In chapter 6 Taliaferro addresses two questions: "does balance-of-risk theory explain attempts by great powers to deescalate or terminate risky intervention strategies," and "does the theory account for instances where great powers do not initiate risky interventions or decline to pursue risky strategies vis-a-vis other great powers to perpetuate failing peripheral interventions" (p. 173). To address these issues and bolster his arguments, Taliaferro analyzes five additional cases: German diplomacy in the 1911 Morocco crisis; Japanese decision-making during and after hostilities between Japanese and Soviet forces at Changkufeng and Nomonhan in 1938 and, again, in 1939; the Truman administration's attempts to negotiate an end to the Korean war first in February-June 1951 and next in July-November 1951. As his hypothesis predicts, senior officials in these cases were reluctant to adopt or to continue risk-acceptant strategies.

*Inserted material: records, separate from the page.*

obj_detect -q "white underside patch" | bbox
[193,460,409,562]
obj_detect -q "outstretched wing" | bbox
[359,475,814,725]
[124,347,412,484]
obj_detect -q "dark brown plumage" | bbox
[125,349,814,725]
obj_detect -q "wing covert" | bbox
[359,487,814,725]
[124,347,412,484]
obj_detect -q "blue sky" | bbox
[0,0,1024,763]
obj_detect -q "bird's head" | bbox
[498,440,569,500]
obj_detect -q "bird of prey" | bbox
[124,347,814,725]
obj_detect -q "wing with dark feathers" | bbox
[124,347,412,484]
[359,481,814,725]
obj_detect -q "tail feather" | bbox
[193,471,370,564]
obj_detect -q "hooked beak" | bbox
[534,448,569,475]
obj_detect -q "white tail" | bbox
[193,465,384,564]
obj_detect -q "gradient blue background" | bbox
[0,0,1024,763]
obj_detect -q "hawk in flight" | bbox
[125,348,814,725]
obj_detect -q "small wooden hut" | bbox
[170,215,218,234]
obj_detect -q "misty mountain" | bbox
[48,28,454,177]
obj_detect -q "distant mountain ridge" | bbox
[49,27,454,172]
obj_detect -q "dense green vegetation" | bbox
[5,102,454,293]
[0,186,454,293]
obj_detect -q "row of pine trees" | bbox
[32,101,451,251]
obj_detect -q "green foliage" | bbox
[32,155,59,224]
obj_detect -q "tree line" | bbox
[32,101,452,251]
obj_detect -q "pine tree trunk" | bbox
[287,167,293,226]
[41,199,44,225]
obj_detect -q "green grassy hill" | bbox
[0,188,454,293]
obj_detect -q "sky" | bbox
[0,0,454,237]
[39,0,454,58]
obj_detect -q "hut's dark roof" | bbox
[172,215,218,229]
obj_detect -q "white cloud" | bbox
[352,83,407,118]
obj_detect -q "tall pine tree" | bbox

In the final chapter the implications of his contentions are further fleshed out. It is here (the last six pages of the book) that Taliaferro offers his views on what might be termed "practical policy" for the current global situation, though his offerings appear more descriptive than prescriptive. He writes that due to American preponderance and the absence of a peer competitor, "balance-of-risk theory would expect an aversion to perceived losses in prestige to weigh even more heavily in the calculations of the present administration and its successors" (p. 237). He believes that China and Russia pose no immediate danger, and that Japanese leaders favor a strong American presence because they view their Asian neighbors as threats. Given the war against terrorism and intervention in Iraq, he notes the obvious and current "potential dangers for Washington," i.e., the dangers of entrapment in the periphery and the need for cooperation from "second-tier great powers and regional states" to contain terrorism (p. 239).

Reading Taliaferro's work leaves this reviewer with the suspicion that he is being overly ambitious, attempting to explain too much. "Testing hypotheses" on the grand stage of history is always risky, and one can either admire or question Taliaferro's impressive endeavor. Taliaferro explains how balance-of-risk theory posits that "security concerns, not aggressive motives, are more likely to drive great power intervention" (p. 49). But from whose perspective are we to judge the difference between security and aggression? After all, one nation's security concerns are another's aggressive motives. Witness the current heated debate about the American invasion of Iraq (and for that matter, consider analyses of why the United States invaded Afghanistan and, according to some pundits, may prepare to make military moves against Iran and North Korea).

Taliaferro's book is an example of qualitative historical research wedded to international relations theorizing. By introducing cognitive and perceptual psychology in the form of prospect theory into his analysis, human agency is slipped onto the stage of international dynamics. This is a theoretical maneuver of which we need to see more. For some, the idea that the prospective loss of "relative prestige weigh[s] more heavily in leaders' calculations" (p. 225) may seem commonsensical, but good science, whether natural or social, is not built on common sense, and in any case hypotheses require substantiation and verification, not uncritical acceptance. His impressive knowledge of and deep engagement with the pertinent literature afford more nuance to Taliaferro's arguments than a book review can offer. Those concerned with the role of the human element in national-level risk-taking and global dynamics cannot afford to overlook Taliaferro's finely argued and thought-provoking book.